Almane Luxama did not know it yesterday as he headed to Haiti with his 1-year-old son, Dumanel, but some kind Massachusetts residents are planning a homecoming gift for the pair: two cows.
Luxama, a poor farmer, had sold his only two cows to seek medical care for Dumanel, who was born with a hole in his skull and a cyst in his brain. Left untreated, Dumanel would surely have died, but Dr. John Meara, chief of plastic surgery at Children's Hospital Boston, happened to see the boy while volunteering in Haiti last spring and helped arrange for Dumanel to be brought to Boston and operated on for free at Children's.

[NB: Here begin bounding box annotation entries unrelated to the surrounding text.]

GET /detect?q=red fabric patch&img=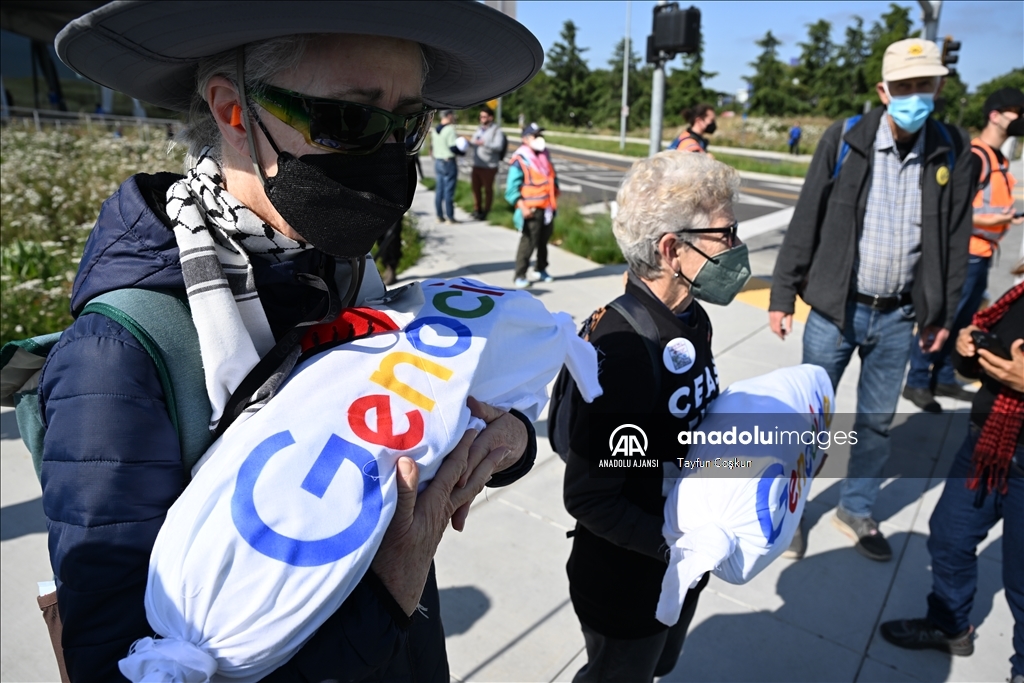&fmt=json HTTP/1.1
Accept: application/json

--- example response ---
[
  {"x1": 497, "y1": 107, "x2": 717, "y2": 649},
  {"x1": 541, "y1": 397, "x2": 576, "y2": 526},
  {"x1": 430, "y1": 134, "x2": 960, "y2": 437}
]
[{"x1": 301, "y1": 308, "x2": 398, "y2": 353}]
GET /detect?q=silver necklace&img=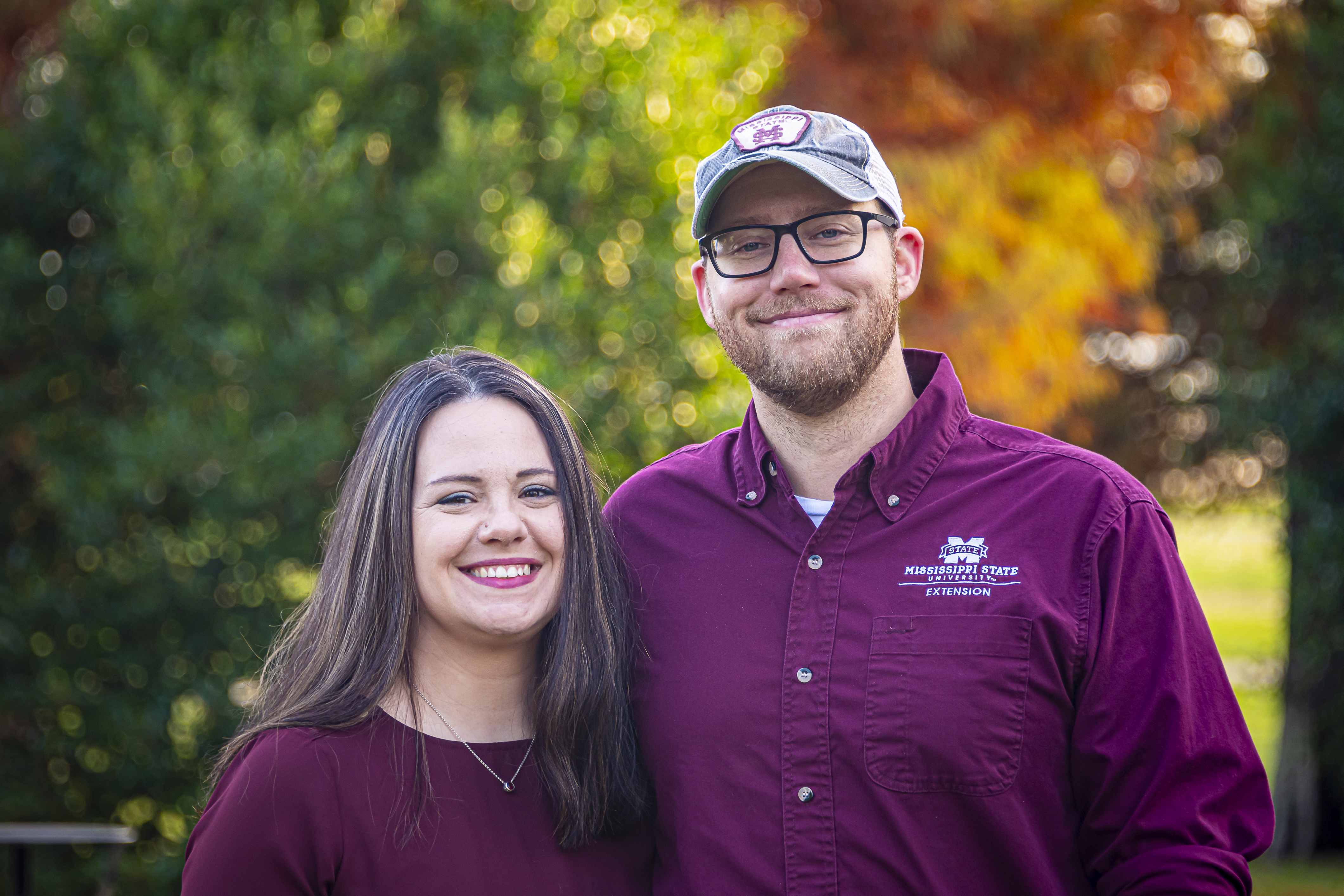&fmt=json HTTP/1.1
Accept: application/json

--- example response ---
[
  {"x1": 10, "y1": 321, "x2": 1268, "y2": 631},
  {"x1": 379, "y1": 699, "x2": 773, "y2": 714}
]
[{"x1": 411, "y1": 682, "x2": 536, "y2": 794}]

The Globe carried a story about Dumanel's complex surgery Monday, and three readers quickly responded with offers to help replace the cows. Children's Hospital referred them to Partners In Health, a nonprofit famed for providing healthcare to the poor in Haiti and elsewhere. It helped put together Dumanel's trip to Boston and will continue treating him in Haiti.
Anne Beckett, a patient coordinator for Partners In Health, said yesterday that she had looked into how much milk cows cost in the area of Haiti where the Luxamas live: It would be $250 for a so-so one, $500 for a good one, and $800 for a bull that could help with plowing.
She has received calls from the three people who want to help, and she said "it sounds like there's really enough interest that we'll be able to replace what he lost." The help is especially needed, she said, because while Almane Luxama was here caring for Dumanel as he recuperated, flooding destroyed the family's crops.
John and JoAnn Pike of Norfolk plan to use their family's Christmas gift money to buy a good cow or a bull for the Luxamas. They hope to gather small donations from friends as well. Another donor, Christopher Shustak of Holden, keeps a small herd of Jersey cows as pets, and said in an e-mail that he empathized with Almane Luxama: "I adore my cows, and would be heartbroken if I ever had to sell them."
Beckett said a social worker at a Partners In Health clinic could buy the cows for the Luxamas, and the donations would reimburse the clinic. Sometimes the needs in a place like Haiti can seem overwhelming, she said, but the response to the Luxamas' story "is a testament to how generous and kind people are when the need is really concrete."